Downingtown is a borough in Chester County, Pennsylvania, 33 miles (53 km) west of Philadelphia. Downingtown has been in existence since the early 1700s and boasts a number of historic buildings and structures. The town was originally named Milltown due to its number of mills along the Brandywine Creek, the first of which was founded by Thomas Moore. The Bicking family also had paper mills in the area, with Frederick Bicking from Winterburg, Germany, being the patriarch of the Bicking paper families. Around the time of the American Revolution, Milltown became more commonly known as Downing's Town because Thomas Downing, a 1717 Quaker immigrant from Bradninch, Devon, England, owned a number of those mills. The town's name officially became Downingtown in 1812. The east branch Brandywine Creek runs through the middle of the town. The town is located along US route 30 which runs from the East Coast to the West Coast, and was an early westward road in the wagon days as the Philadelphia and Lancaster Turnpike. This was the first paved road to cross the nation from Atlantic to Pacific.
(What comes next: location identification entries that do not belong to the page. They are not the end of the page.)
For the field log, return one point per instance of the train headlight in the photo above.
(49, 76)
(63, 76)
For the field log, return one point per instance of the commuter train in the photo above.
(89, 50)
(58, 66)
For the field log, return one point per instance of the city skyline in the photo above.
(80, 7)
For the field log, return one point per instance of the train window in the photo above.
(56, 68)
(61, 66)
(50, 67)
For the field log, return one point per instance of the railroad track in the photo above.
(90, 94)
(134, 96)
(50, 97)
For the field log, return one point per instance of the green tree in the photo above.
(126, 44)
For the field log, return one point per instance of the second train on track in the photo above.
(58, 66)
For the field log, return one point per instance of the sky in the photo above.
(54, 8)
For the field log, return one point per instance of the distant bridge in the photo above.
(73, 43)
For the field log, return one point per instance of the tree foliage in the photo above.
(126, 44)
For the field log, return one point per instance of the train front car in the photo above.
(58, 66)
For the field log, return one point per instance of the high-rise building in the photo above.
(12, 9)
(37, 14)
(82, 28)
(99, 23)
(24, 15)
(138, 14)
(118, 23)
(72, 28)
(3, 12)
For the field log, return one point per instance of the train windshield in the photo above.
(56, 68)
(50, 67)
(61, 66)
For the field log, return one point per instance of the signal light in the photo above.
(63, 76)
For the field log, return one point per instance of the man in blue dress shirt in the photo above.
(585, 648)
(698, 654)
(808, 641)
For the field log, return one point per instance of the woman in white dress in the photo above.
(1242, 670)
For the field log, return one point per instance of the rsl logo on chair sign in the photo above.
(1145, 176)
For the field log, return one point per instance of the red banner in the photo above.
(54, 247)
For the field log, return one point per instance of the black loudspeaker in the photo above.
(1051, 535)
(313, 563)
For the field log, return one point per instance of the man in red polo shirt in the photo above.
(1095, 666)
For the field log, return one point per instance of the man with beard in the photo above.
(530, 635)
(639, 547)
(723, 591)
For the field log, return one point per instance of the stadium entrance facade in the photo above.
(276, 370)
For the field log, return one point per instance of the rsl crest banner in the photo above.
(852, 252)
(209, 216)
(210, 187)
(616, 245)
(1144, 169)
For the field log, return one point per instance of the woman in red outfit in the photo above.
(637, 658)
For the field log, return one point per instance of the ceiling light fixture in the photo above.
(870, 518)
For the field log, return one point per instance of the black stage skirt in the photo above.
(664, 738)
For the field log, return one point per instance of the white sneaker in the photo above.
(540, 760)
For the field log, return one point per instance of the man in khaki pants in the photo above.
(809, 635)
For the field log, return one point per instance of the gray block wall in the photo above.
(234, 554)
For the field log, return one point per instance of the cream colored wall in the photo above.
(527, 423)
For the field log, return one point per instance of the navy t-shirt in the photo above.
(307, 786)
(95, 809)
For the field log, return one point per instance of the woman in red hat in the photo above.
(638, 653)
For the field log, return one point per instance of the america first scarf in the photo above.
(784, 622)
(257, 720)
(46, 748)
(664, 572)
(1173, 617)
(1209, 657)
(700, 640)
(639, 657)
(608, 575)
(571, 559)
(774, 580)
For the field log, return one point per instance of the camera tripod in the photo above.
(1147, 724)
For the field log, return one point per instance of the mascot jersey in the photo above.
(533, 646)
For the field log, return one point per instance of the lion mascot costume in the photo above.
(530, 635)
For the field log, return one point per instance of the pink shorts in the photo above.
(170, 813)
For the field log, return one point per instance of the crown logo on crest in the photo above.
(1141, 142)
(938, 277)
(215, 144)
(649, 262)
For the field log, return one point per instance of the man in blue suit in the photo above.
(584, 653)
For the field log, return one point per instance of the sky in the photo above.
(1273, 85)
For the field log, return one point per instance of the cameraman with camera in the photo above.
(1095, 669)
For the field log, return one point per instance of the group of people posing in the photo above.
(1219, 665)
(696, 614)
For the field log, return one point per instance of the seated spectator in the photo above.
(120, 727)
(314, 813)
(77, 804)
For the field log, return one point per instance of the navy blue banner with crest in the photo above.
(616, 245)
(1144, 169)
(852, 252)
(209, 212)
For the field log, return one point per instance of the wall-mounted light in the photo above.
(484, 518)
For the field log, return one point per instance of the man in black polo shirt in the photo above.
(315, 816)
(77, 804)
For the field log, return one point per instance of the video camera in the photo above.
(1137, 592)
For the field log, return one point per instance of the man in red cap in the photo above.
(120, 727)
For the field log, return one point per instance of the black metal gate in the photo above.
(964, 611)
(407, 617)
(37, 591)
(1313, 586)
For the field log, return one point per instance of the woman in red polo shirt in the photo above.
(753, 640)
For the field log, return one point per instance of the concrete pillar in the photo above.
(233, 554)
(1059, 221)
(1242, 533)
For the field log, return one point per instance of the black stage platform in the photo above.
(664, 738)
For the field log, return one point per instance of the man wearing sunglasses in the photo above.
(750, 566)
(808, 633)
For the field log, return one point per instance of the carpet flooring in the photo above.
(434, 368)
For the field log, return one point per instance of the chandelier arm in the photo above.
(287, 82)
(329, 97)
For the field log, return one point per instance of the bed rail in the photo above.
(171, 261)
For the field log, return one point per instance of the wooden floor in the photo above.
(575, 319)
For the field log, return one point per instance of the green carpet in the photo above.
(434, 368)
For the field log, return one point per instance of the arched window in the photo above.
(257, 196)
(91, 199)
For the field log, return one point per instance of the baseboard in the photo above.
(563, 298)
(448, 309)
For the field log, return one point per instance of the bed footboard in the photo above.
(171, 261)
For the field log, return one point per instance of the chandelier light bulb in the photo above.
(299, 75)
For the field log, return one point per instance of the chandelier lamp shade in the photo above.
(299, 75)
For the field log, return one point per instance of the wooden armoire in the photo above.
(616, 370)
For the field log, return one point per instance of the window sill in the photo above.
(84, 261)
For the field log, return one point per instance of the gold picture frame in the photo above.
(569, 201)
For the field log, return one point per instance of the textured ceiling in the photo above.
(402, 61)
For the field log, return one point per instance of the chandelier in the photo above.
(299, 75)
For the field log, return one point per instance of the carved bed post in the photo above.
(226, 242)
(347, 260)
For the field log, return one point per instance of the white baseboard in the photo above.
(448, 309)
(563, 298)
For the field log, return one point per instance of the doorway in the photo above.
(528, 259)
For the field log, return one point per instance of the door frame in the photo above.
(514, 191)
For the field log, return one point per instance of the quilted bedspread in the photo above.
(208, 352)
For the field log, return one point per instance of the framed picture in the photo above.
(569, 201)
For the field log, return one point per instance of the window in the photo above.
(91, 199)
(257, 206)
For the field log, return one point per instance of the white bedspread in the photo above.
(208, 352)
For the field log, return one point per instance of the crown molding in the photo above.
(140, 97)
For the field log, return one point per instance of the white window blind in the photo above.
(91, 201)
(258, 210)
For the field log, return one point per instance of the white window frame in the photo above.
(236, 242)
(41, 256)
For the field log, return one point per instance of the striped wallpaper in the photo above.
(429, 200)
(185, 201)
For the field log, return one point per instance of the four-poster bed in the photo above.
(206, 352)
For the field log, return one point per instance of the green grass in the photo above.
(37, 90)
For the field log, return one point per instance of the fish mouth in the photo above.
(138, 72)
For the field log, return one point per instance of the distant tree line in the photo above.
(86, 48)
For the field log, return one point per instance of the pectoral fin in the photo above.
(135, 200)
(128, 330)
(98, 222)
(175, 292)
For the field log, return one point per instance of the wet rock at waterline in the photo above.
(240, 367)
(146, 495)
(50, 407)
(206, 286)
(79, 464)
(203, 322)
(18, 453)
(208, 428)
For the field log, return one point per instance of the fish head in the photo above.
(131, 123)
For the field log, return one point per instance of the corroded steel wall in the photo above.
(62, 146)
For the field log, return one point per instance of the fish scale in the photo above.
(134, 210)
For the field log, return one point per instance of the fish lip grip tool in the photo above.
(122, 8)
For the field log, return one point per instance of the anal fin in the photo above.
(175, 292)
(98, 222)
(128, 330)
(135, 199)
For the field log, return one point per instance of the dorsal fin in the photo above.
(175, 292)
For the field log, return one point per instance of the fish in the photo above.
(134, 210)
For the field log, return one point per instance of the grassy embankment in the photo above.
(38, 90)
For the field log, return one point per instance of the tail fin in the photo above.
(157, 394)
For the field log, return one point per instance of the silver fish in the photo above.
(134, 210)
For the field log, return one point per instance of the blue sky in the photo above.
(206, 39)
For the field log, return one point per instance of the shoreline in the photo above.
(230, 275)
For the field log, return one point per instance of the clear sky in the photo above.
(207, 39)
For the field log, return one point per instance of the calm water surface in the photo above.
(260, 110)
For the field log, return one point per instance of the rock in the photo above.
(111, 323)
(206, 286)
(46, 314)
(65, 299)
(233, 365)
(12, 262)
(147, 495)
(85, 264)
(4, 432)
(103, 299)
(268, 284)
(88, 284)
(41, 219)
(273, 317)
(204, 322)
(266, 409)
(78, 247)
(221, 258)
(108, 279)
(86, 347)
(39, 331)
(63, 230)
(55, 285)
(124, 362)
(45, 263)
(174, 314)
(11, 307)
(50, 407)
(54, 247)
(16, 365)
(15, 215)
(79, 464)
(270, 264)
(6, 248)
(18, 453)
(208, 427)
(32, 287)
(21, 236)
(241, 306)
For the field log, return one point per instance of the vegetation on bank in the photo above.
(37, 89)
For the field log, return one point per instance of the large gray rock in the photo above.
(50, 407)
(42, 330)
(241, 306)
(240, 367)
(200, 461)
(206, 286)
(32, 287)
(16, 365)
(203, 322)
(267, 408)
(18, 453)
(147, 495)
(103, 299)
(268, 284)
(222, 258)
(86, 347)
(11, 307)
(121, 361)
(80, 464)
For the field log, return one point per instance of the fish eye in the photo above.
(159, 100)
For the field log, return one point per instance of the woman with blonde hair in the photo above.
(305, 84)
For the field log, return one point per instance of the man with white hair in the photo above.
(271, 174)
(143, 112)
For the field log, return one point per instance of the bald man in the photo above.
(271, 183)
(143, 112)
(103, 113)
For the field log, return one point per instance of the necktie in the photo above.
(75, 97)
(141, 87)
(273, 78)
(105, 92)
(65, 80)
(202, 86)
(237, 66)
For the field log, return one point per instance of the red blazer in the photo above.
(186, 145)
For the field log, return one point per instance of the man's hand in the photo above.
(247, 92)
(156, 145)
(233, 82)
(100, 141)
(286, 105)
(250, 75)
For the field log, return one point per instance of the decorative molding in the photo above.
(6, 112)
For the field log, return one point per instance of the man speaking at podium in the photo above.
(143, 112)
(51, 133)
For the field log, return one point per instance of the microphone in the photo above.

The Pennsylvania Turnpike started construction in the early 1940s and was completed in the early 1950s; it runs north of US 30 bypassing Downingtown. The famous Irish patriot and martyr Theobald Wolfe Tone briefly lived here. President Lincoln's funeral train passed through Downingtown. The 1958 movie, The Blob, was filmed in and around Downingtown, and in fact, the diner in that movie is actually called the Downingtown Diner . The center of Downingtown has recently undergone some widespread and continuing renovation, particularly to the streetscape and many of the commercial buildings. There has also been residential development on recovered industrial lands in the southeastern part of the borough. Downingtown is home to some large regional and national businesses, including DNBFirst bank and Victory Brewing Company.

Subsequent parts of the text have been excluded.